The St. Louis Cardinals made a huge mistake in not signing a free agent hitter.
Debate Rounds (3)
If you account for WAR, we lost 6 games this year because of Heyward alone. These games are now added to Chicago. Therefore, they should win 103 games compared to 94 for STL in 2016.
We needed a prize free agent bat, or two, to recouperate those wins. Davis signed with Baltimore, Cespedes with NY and Upton with Detroit. The opportunity was missed and now the team will be lucky to make a wild card spot.
The Cardinals are in good hand already, they have a good young nucleus of hitters that includes Randal Grichuk, Steven Piscotty, and Tommy Pham. Each of these players are expected to have much improved production in 2016 compared to 2015.
The Cardinals also retain Matt Carpenter who is coming off of a career high 28 home runs and 84 rbis.  They have all star catcher Yadier Molina behind the plate as well. Kolten Wong is also a player who has a career high in batting average and in home runs as well. .
Also the free agent hitters market was very overpriced. Chris Davis signed for 7 years and 161 million, Cespedes signed for 3 years and 75 million, Heyward signed for 8 years and 184 million. When signing players to large contracts like that, the risk is ginormous. There's always the possibility of injuries and the possibility players don't live up to large contracts like those.

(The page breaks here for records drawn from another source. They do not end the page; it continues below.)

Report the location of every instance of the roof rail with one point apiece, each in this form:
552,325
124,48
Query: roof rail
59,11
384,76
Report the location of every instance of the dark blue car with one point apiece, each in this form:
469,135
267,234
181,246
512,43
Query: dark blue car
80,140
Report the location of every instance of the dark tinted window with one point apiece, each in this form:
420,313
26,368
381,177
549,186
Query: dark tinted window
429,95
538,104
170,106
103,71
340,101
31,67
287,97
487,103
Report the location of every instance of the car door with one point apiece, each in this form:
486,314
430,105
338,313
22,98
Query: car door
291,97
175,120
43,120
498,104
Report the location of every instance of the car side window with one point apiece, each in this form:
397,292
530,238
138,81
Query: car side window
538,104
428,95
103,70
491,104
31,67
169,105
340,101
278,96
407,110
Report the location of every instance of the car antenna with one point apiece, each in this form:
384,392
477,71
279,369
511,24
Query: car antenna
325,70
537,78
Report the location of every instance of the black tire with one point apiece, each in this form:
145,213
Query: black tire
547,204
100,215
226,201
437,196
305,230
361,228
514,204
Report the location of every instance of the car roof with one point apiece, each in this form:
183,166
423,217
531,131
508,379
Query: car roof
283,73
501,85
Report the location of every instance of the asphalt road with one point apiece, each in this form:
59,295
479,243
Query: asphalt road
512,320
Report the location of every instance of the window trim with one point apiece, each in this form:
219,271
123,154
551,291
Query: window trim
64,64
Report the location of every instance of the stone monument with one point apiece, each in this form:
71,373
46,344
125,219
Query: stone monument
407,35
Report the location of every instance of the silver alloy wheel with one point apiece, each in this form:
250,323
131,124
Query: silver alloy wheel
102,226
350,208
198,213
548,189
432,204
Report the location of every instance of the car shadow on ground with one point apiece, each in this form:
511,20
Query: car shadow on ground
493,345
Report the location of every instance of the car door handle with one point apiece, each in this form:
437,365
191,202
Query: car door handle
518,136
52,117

Heyward is also only a career .268 hitter and doesn't even average 68 rbis in his career, and the last 3 years has only averaged a grand total of 58.6 rbis per year. That doesn't sound like a player who is worth 23 million per year.

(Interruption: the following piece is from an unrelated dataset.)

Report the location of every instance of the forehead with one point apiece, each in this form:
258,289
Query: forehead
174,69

Chris Davis is also earning 23 million over the next 7 years, but again he comes with major risks. He is only a career .255 hitter and while he can possibly get over 100 rbis in a season, he also lead the league in strikeouts last year. He's a feast or famine hitter, and the possibility he doesn't live up to his contract is very large.
And finally, there is Yoenis Cespedes. He signed a 3 year 75 million dollar deal with the Mets. While he is certainly a talented player there are also serious risks. First, while Cespedes had career highs in home runs and rbis last season, Baseball Reference does not project the same for 2016. Cespedes is only expected to be a .265 hitter and experience solid drops in home runs and rbis from last season (26 home runs and 88 rbis) . Those do not sound like the numbers a hitter worth 25 million would put up.

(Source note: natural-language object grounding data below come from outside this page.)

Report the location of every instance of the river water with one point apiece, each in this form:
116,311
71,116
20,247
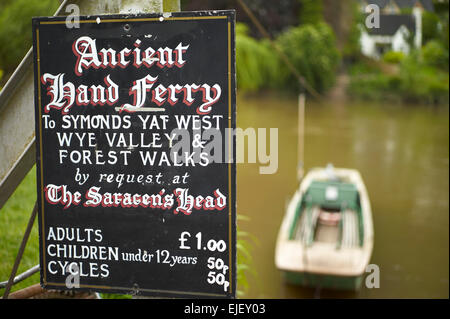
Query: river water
402,153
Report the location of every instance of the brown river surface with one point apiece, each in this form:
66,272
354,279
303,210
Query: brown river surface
402,153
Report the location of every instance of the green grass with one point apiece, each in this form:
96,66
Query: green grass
14,218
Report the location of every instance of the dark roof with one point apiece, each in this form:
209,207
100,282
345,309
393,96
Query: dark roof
405,3
426,4
380,3
390,23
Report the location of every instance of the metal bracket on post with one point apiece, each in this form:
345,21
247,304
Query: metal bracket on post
21,250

While Molina is indeed 33, his statitics actually improved from 2014. He was healthier, and was still and all star and gold glove catcher. The same can be applied to Matt Holiday. He only played 73 games last year, but he still made his 1st all star game since 2012, and improved his batting average and rbis per game totals from 2014. Also, Grichuk and Piscotty will make up for whatever decline in numbers those 2 might have, since both are expected to have major increases in their stats.
My opponent also states that Matt Carpenter should stop trying to get home runs every at bat, but in fact he got more doubles than home runs. Home runs account for 18% of his hits; comepare that to a power hitter like Chris Davis whos home runs (47/150) account for 31% of hits. Baseball Reference projects that Carpenter's batting average will incrase from .272 to .279.  This refutes my opponent's argument that Carpenter needs to focus on getting more singles and doubles. He already gets more of each than home runs.
Jhonny Peralta also experienced an increase in offensive production. His batting average incrased from .263 to .275. He also got more hits and made the 2015 All Star game. Baseball Reference projects more of the same in 2016 .
Brandon Moss also is projected to have an incrased roll with the Cardinals next year. He is expected to incrase his rbi total from 58 to 68, and his home runs from 19 to 22. His batting average and doubles are also projected to increase, while his strikeouts are projected to decrease .
Having an experienced power bat in the middle of the lineup makes a large difference. Pitchers have a natural tendency to pitch around power hitters in fear of giving up a HR. They will generally throw more strikes to the hitter immediately before the power guy in hopes to get him out and not put him on base. A power hitter changes the complexion of the lineup for the better.
With the decline in HRs, the Cards offense has gone with it over the last couple years. It begins to make sense when you look at the players who have left: 2011 - Pujols 40 Hr/avg., 2012-13 - Beltran 25 Hr/avg., 2015 - Heyward 18 Hr/avg. This year, we have no one to replace Heyward. Basically, the 45 Hr/year average that Pujols put up is now gone.
The decline in offensive production isn't just evident with the Cardinals, it's happening all across Major League Baseball. Pitchers have improved each year, and especially in a league such as the NL where guys like Clayton Kershaw, Zack Greinke, and Jake Arrieta reside, offense is tough to produce.
Also, Brandon Moss fits the description of a power guy completely. He's a feast or famine hitter who can produce solid year round stats. Also, he comes at a much cheaper price than Chris Davis or Pedro Alvarez.
Also, if the Cardinals have relied on pitching to make the playoffs, why should they change their philosophy? It's worked for the past 5 year, getting them to the World Series twice and winning it all in 2011. With a solid pitching staff and a lights out bullpen, their pitching should remain top notch.